Pierce has good ball skills, but he can also be prone to having the ball knocked away at the last second, calling his hand strength into question.
Overall Grade: 7.0
Pierce projects best as a number 2 or number 3 receiver in a modern offense which incorporates elements of West Coast, Spread, or Air Raid offenses.
He has the ability to line up as both a Flanker or Big Slot and should be moved around the offensive formation to make best use of his size and route running. Pierce will probably make most of his plays as a possession receiver and could be a good option to keep an offense on schedule or convert key third downs. He has the ability to stretch the field, but being able to separate against man coverage, or find voids in zone coverages, will be more valuable on a down-to-down basis.

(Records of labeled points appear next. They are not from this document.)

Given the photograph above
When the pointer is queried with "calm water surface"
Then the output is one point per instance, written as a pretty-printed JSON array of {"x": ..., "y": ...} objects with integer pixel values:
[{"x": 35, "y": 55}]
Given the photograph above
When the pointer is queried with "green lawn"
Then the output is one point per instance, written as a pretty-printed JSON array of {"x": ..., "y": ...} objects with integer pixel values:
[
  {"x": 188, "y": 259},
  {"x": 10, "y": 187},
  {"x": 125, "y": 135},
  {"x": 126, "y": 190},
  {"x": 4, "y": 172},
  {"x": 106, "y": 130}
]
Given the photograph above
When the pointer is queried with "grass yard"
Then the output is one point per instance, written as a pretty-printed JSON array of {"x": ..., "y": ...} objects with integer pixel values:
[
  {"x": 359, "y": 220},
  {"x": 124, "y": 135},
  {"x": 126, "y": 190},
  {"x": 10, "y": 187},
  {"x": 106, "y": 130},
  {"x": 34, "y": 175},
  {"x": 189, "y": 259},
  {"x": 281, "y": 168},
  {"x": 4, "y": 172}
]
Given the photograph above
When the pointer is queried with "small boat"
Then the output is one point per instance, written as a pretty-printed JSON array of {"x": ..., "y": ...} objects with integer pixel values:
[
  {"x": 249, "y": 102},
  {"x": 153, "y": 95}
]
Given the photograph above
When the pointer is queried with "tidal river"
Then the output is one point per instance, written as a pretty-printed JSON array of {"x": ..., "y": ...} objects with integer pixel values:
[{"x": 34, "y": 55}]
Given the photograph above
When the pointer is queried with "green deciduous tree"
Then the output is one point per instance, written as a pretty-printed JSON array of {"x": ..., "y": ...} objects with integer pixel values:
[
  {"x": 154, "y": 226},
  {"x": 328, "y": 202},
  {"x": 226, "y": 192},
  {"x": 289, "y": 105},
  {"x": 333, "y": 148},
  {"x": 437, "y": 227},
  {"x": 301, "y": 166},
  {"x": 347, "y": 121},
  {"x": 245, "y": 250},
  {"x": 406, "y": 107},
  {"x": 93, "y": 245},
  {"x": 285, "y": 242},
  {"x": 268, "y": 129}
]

He could also have upside in the endzone at the fringes of the Red Zone. Pierce’s ability to find weaknesses in coverage or uncover quickly could be useful where the game starts to speed up.
Pierce is likely best lined up off the line of scrimmage in the Slot or as a Flanker to keep him out of press-man situations against defenses’ top cornerbacks. He was able to separate against tight man coverage in college, but top NFL athletes will be another matter altogether.
Pierce also has upside as a blocker at the second level or on the perimeter. He’s an unselfish player and his understanding of defenses and angles are a boon in this phase of the game. Pierce’s competitiveness also shows up in the run game, and he is completely willing to help his teammates succeed.